Il est temps de dénoncer cette mascarade électorale que constituent les prochaines élections relatives au changement de statut administratif de nos îles. D’autres l’ont fait avant nous, et sans doute pour des raisons autres ou diverses. Nous, au-delà de nos différences théoriques et politiques, tenons à préciser nos positions.
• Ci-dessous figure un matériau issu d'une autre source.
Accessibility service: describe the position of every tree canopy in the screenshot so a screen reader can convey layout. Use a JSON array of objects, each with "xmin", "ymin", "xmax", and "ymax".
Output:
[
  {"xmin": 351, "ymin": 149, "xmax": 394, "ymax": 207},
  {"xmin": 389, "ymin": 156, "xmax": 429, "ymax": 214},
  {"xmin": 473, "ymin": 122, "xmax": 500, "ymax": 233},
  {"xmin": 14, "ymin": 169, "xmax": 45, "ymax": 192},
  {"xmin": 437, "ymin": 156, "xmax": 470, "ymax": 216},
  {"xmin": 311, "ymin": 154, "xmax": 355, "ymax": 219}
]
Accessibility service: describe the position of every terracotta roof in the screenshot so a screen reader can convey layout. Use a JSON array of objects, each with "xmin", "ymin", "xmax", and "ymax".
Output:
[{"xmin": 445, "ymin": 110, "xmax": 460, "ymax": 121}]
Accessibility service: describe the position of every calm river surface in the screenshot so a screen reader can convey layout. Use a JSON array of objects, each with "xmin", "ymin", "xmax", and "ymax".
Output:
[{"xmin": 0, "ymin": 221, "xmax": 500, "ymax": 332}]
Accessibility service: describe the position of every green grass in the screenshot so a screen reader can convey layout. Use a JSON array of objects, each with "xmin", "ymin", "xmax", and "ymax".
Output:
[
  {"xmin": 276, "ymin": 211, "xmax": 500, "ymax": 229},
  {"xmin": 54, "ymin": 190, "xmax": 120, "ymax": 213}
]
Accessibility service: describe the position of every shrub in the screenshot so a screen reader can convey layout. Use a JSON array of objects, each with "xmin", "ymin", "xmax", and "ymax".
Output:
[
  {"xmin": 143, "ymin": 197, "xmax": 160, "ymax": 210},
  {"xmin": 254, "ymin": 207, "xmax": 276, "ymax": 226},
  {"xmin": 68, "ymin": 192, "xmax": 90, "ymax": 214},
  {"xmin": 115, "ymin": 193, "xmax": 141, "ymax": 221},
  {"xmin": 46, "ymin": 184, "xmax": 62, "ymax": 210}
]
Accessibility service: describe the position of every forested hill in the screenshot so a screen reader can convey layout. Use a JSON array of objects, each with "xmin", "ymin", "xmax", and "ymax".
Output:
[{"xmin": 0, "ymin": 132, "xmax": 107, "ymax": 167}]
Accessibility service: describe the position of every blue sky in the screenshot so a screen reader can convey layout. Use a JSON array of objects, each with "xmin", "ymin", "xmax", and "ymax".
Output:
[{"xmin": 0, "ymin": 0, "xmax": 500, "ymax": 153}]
Il y a mascarade, premièrement, dans le processus lui-même. Car la démocratie ne peut consister en une organisation hâtive d’élections, sans que les tenants et aboutissants de leur enjeu ne soient clairement lisibles pour l’opinion publique. Quels motifs commandent l’urgence de telles élections devant mettre fin à des décennies d’organisation administrative (le département, par exemple) ? Pourquoi y a-t-il le feu ? Pourquoi nous demande-t-on de voter pour un contenant dont le contenu n’est pas encore clairement fixé ?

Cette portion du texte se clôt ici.